Recall that a kernel is a rank-4 tensor (`n*c*h*w`

). Each one creates `n`

features. So each feature is created from a `c*h*w`

rank-3 tensor. For instance, if there are 3 input channels, and the kernel size is 3, then that’s a `3*3*3`

tensor. A convolution at each position will do an elementwise multiplication of each of those 27 pixels with the corresponding kernel locations, and sum them up, to create a single number.

I wanted the kernel mean to be 1.0, so it didn’t make the picture lighter or darker overall.

No. Check the source and/or docs, and you’ll see it simply calls whatever function you ask for:

```
class Lambda(nn.Module):
"An easy way to create a pytorch layer for a simple `func`."
def __init__(self, func:LambdaFunc):
"create a layer that simply calls `func` with `x`"
super().__init__()
self.func=func
def forward(self, x): return self.func(x)
```

Let’s say there’s a feature that finds how fluffy the texture is in one part of the image. Then the average pooling averages that over the whole image, to say “how fluffy is the thing in this image, on average?”

There might be situations where that is helpful, although often dropping a whole input column could remove the main thing that lets you make good predictions. You can also try adding dropout as your first layer, and see how it goes.

Is this reasoning about dropout and L2 regularization correct?

**I did ask this during class, I guess its was too long to be answered right away.**

L2 regularization affects all the parameters in all the activation units per epoch, whereas dropout affects only some of the units per epoch.

If we are too aggressive with L2 we may need less epochs (assuming we avoid gradient steps too large to oscillate).

But for dropout to work we have to run over longer period (larger epoch number) for it to work.
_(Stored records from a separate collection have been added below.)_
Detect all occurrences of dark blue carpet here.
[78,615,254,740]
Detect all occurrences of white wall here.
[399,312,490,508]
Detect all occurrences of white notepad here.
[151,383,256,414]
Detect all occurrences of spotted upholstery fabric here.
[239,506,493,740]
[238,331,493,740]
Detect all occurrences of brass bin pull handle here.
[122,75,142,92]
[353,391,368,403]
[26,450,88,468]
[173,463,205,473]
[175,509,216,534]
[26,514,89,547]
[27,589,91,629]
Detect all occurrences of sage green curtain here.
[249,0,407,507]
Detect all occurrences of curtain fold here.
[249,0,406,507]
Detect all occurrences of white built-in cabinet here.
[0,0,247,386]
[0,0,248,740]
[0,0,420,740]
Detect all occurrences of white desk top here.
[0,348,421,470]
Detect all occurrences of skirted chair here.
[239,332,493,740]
That’s the only way we get greater coverage.

Bottom line dropout can be more effective for longer epoch, whereas L2 can be more effective for shorter epochs.

Hello!

@jeremy told the following statement in the Lesson 6 about batch norm momentum and regularization effect from changing momentum’s value (53:17 in the video):

“If you use a smaller number, it means that the mean and standard deviation will vary less from mini batch to mini batch and thus will have less regularization effect, a larger number will mean the variation will be greater from mini batch to mini batch that will have more regularization effect.”

I found that in PyTorch there is a difference in using momentum argument in formula (comparing with TensorFlow):

https://pytorch.org/docs/stable/nn.html#torch.nn.BatchNorm1d

So the current implementation of the running statistics as I understand is the following (corresponding to the first link to official documentation):

x_new = (1 - momentum) * x_est + momentum * x_t,

where x_est - estimated statistic (on the previous update step), x_t - new observed value.

So if momentum is small, than (1 - momentum) is large and we have more smoothed values of running statistics (“mean and standard deviation will vary less”), what I don’t understand why “that will have less regularization effect” as Jeremy told? I thought that in more smoothed version we will have more regularization effect, not less, and vice versa for large momentum value.

Could you please explain where I am wrong?

Thank you!

No that doesn’t really make sense to me.